Who gets the NFC’s No. 1 seed and a first-round bye if the Vikings and Lions tie in Week 18?
NFL writers surely saved the best for last. The Lions host the Vikings on “Sunday Night Football” to end the regular season, the first regular season game in NFL history between teams with more than 13 wins.

You couldn’t prepare for a regular season game with much more at stake than this one. The winner of the game will be the only seed in the NFC, will win the NFC North and will have home field advantage during the NFC playoffs. Neither team would have to play outdoors for the entire postseason.

The loser will obtain the fifth seed in the NFC and go as a visitor in the wild card round (either against the Rams, Buccaneers or Falcons), becoming the first team with 14 wins to play in that round. There’s a good chance the five-seed’s path to the Super Bowl includes a road game against the NFC North champion in the divisional round and the No. 2 seed Eagles in the NFC Championship Game.

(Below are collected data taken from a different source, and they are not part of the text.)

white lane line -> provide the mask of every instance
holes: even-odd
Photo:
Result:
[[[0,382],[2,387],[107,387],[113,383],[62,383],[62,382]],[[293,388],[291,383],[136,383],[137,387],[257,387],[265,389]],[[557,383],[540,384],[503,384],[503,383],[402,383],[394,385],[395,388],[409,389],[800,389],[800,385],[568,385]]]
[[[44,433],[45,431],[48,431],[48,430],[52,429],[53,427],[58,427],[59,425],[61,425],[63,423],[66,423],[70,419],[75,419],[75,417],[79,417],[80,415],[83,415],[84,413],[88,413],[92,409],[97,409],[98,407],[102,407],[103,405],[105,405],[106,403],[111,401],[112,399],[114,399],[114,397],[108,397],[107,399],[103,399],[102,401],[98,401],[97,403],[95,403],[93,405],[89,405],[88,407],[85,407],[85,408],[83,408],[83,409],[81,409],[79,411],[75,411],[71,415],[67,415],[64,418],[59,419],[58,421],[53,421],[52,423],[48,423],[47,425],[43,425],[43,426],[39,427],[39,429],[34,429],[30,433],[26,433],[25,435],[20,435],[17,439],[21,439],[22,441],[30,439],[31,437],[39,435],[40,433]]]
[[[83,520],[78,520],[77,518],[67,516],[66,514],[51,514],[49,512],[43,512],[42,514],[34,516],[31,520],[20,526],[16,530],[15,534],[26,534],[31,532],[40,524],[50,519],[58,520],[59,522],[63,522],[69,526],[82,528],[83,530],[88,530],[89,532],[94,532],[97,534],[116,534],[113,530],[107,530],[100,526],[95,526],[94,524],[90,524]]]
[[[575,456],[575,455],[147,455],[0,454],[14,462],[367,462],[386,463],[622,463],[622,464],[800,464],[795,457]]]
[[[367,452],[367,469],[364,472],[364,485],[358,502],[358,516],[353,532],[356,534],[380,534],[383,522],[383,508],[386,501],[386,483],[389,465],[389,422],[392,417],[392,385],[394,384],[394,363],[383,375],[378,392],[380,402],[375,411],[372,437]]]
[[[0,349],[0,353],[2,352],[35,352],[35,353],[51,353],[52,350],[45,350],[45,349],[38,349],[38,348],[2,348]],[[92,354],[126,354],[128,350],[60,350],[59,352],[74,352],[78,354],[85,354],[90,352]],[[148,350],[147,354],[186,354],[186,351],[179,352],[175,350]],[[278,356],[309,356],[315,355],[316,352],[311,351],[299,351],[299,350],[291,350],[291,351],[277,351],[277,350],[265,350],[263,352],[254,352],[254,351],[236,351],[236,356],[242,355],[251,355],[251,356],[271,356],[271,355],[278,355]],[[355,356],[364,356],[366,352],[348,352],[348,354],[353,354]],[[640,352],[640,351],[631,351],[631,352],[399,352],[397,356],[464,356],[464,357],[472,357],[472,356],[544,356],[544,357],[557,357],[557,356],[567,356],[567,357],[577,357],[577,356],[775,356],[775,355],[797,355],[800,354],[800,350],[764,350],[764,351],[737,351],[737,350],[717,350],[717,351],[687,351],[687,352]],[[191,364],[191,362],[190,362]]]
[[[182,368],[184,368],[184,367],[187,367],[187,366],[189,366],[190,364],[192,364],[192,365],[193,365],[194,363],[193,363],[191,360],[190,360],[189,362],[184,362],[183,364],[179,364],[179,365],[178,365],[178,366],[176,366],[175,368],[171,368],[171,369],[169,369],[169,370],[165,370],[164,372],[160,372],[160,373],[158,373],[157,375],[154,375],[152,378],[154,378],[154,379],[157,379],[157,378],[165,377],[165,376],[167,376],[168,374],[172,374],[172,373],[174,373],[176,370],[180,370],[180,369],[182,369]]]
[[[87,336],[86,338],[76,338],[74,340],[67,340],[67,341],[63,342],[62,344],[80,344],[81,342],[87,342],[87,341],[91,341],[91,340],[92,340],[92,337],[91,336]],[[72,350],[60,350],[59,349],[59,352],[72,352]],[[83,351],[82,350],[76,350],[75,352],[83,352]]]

That’s a big difference, considering one seed has reached 49 Super Bowls since the playoffs expanded to 10 teams in 1978, and five seeds have reached a total of three.

Okay, but what if there’s a tie?

There hasn’t been a tie since Week 13 of 2022 between the Giants and Commanders, but if you think back to the Chargers-Raiders regular season finale in 2021, anything can happen. The Raiders won that game with a 47-yard field goal as overtime expired; otherwise, it would have ended in a tie and the Steelers would have missed the playoffs.

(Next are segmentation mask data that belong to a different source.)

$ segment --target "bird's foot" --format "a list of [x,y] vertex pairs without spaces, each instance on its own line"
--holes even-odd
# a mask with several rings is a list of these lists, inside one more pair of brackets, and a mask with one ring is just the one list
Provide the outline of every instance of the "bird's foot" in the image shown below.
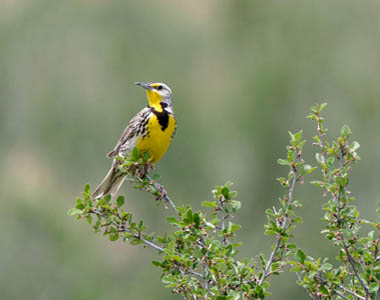
[[163,200],[165,199],[165,197],[168,195],[168,192],[165,190],[165,188],[159,184],[159,183],[156,183],[154,185],[158,191],[158,195],[156,197],[156,200]]

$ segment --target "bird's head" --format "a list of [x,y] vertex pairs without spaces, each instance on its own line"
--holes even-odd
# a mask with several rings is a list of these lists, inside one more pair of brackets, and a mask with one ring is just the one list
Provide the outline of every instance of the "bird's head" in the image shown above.
[[153,107],[157,111],[162,111],[161,103],[164,103],[164,106],[166,104],[167,110],[173,111],[172,90],[165,83],[136,82],[136,84],[146,89],[146,96],[150,107]]

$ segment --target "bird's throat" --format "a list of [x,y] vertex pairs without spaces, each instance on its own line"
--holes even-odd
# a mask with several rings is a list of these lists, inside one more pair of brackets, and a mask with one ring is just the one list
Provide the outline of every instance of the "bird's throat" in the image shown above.
[[148,98],[150,107],[153,107],[154,110],[156,110],[158,112],[163,111],[163,108],[161,106],[162,97],[159,93],[157,93],[155,91],[147,90],[146,96]]

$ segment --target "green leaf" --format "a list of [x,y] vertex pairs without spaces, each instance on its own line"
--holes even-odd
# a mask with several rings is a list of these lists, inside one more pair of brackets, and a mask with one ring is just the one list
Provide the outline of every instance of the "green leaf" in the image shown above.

A tie in Sunday’s Vikings-Lions game wouldn’t be a doomsday scenario. The Lions would get the sole spot because they own the head-to-head tiebreaker over the Vikings, courtesy of a 31-29 win at Minnesota in Week 7.

In the event of a tie, it also means that Detroit’s result on Monday in San Francisco was not entirely insignificant. If the Lions had lost that game and tied in Week 18 against the Vikings, they would be the fifth seed.

I think Dan Campbell would rather go up in flames than play for a tie in overtime, but if somehow the game ended in a tie, the Lions would be the beneficiaries.